The impact of the airline industry’s move to charging for all checked luggage is being felt beyond airlines. In the U.S., the surge in carry-on luggage has been blamed for slowing down screening lines at airports. Some airplane manufacturers have even spent millions to increase the capacity of overhead bins.
WestJet, for its part, claims that its $25 fee hasn’t resulted in any delays because passengers have simply adjusted to the new rules. But airline on-time performance statistics are notoriously unreliable since the airlines set the schedules themselves and can easily pad them to take into account longer boarding times. A better indicator is probably the now-routine pre-boarding announcements urging passengers to volunteer to check their carry-on bags at the gate on many flights. WestJet is also planning to have staff roam departure lounges on full flights in search of passengers willing to check their carry-on bags for free.
What remains to be seen is whether Air Canada’s more heavy-handed approach will yield the desired result. The last time it instituted a carry-on crackdown at Pearson staff received an earful from angry fliers, many of whom had no idea their favourite carry-on exceeded the maximum size. Indeed, despite the claims of luggage manufacturers, there is no standard size for carry-0n items because the precise measurements vary from airline to airline.
If it all seems like a lot of extra work for airlines and their staff, that’s probably because it is.
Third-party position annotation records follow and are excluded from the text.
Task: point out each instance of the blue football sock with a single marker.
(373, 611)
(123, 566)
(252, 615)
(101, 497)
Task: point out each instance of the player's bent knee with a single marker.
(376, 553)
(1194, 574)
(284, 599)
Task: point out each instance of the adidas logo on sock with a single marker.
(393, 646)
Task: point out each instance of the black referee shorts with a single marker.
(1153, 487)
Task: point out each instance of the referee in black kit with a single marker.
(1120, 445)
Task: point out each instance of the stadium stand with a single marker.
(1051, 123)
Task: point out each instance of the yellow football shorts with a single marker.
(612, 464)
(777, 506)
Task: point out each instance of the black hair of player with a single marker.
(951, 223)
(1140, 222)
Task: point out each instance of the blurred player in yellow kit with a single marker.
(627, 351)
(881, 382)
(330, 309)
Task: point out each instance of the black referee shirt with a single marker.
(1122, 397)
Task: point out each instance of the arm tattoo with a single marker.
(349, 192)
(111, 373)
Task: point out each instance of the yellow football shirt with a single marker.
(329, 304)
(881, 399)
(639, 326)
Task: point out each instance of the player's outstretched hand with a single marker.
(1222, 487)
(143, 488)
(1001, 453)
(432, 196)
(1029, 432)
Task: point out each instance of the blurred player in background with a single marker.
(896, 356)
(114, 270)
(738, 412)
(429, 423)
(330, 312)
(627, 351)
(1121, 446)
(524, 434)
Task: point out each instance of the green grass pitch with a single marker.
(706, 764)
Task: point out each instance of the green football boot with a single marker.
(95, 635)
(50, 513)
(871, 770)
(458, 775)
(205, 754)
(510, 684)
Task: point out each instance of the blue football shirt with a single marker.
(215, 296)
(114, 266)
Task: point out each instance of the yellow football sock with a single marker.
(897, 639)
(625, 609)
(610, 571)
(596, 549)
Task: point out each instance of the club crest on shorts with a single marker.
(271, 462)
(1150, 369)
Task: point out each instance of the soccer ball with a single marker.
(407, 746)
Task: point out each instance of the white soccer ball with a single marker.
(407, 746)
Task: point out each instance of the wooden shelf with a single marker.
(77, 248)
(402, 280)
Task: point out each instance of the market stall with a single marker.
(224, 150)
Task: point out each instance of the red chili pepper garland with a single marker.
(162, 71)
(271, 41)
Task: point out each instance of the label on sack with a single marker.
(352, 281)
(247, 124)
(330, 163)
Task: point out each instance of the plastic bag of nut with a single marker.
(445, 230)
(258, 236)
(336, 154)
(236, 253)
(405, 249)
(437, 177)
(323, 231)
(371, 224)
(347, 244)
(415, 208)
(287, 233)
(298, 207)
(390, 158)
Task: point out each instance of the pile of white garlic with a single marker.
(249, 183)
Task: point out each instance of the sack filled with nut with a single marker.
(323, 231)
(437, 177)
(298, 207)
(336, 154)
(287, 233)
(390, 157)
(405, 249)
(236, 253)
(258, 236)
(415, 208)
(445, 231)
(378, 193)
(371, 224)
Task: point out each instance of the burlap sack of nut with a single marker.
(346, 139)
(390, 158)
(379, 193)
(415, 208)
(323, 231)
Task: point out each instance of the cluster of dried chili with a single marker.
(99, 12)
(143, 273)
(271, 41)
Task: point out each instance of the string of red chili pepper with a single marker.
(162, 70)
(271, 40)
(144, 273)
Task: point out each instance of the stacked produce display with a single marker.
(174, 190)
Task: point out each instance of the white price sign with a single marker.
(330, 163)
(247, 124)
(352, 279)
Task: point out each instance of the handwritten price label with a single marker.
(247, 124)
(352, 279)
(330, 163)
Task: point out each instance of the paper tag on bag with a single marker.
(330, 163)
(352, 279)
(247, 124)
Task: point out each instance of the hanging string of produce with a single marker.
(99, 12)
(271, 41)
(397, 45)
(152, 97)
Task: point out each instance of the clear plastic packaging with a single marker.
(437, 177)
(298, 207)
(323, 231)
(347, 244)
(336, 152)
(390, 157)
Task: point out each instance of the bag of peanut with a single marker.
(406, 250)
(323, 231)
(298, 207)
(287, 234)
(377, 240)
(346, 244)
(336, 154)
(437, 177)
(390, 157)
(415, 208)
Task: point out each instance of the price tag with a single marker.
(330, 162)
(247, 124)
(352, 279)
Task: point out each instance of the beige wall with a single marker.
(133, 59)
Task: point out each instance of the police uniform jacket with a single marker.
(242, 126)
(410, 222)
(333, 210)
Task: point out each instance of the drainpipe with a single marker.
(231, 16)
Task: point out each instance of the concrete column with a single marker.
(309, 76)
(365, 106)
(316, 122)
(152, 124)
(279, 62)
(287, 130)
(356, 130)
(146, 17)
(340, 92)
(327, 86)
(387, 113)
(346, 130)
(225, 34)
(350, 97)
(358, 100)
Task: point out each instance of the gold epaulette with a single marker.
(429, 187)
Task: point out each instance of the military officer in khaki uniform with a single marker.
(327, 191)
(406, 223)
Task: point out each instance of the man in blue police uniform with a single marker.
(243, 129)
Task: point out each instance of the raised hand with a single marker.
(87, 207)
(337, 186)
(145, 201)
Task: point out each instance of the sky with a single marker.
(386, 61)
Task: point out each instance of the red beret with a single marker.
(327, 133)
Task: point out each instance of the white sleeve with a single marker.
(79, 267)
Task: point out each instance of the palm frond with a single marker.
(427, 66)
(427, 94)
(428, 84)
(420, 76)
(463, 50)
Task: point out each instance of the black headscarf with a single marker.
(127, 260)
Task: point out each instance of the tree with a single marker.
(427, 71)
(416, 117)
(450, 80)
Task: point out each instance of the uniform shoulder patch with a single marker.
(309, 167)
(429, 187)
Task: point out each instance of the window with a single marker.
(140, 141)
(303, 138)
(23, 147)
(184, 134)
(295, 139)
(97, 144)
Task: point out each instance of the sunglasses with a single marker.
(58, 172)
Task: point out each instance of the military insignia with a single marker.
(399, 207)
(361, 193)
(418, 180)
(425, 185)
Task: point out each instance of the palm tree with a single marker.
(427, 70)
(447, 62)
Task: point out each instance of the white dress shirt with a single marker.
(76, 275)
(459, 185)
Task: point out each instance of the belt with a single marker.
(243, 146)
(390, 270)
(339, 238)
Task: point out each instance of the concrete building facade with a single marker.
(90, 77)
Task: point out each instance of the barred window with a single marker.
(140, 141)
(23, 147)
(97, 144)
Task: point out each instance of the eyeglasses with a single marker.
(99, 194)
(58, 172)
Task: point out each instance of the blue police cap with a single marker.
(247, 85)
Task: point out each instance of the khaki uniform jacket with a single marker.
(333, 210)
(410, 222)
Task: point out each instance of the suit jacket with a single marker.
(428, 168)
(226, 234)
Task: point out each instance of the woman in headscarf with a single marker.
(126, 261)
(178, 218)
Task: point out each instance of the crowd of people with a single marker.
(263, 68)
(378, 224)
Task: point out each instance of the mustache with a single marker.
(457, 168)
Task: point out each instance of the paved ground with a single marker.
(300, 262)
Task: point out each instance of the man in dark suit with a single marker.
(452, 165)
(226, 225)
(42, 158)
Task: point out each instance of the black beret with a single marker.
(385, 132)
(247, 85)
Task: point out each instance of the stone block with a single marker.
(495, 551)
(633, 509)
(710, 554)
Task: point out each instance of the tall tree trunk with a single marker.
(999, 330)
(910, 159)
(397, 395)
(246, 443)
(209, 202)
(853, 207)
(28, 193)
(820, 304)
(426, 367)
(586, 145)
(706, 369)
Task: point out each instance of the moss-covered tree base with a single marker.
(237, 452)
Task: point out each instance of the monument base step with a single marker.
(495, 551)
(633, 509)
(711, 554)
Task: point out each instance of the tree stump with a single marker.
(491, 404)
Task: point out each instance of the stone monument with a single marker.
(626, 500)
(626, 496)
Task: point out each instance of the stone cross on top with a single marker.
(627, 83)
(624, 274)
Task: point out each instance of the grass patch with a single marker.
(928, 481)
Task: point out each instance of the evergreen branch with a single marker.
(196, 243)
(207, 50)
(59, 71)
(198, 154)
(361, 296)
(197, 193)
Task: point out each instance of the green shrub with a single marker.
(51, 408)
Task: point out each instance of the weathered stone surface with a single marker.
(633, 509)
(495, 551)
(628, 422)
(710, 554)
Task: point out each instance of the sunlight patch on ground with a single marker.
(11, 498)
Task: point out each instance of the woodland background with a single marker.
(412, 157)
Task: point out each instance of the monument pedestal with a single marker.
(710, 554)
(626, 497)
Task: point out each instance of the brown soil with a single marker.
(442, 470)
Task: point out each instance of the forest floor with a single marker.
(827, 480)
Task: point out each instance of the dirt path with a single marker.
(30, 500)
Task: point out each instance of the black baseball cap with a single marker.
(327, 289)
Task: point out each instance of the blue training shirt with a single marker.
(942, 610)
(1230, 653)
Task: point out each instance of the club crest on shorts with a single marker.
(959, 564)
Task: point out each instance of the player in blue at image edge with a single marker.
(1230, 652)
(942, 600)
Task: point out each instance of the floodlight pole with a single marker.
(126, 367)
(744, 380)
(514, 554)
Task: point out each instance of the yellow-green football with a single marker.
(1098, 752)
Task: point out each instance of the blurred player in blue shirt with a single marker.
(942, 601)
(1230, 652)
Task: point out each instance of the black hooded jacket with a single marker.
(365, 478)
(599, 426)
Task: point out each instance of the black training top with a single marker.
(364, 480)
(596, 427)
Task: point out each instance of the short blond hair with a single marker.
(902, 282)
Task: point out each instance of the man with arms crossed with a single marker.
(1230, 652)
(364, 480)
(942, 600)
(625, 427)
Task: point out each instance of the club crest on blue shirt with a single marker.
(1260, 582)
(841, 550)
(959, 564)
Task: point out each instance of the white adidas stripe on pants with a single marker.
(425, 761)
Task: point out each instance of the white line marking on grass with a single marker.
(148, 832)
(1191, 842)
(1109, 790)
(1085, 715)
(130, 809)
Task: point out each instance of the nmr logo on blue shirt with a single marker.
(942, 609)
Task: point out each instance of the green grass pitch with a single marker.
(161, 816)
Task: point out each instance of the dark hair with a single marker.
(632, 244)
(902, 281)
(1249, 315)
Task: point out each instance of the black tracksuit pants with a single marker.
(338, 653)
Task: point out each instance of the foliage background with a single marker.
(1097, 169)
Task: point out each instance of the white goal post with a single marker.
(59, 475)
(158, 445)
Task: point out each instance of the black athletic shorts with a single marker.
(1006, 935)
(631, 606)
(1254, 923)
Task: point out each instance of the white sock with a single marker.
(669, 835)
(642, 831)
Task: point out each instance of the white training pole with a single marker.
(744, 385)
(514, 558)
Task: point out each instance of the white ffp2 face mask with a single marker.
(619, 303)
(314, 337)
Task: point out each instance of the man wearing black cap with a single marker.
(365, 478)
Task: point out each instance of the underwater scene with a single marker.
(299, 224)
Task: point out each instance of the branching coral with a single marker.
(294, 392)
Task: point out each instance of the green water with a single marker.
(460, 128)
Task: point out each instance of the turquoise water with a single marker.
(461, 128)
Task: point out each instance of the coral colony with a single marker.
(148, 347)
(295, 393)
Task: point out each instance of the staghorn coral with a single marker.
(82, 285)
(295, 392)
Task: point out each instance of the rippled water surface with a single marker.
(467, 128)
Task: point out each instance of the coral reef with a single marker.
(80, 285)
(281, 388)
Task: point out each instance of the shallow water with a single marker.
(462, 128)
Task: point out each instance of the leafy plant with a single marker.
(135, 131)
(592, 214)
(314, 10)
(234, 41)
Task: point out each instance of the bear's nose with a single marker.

But unapologetic airline executives have done the math and determined that the billions now being raked in from checked bag fees in North America are worth the hassle and then some.
The only question now is whether passengers have become so frustrated with jammed airplane cabins that they will welcome the crackdown and and gladly hand over any extra fees to avoid further discomfort, as increasingly seems to be the industry’s business model. If not, both Air Canada and its customers could be in for an unpleasant summer.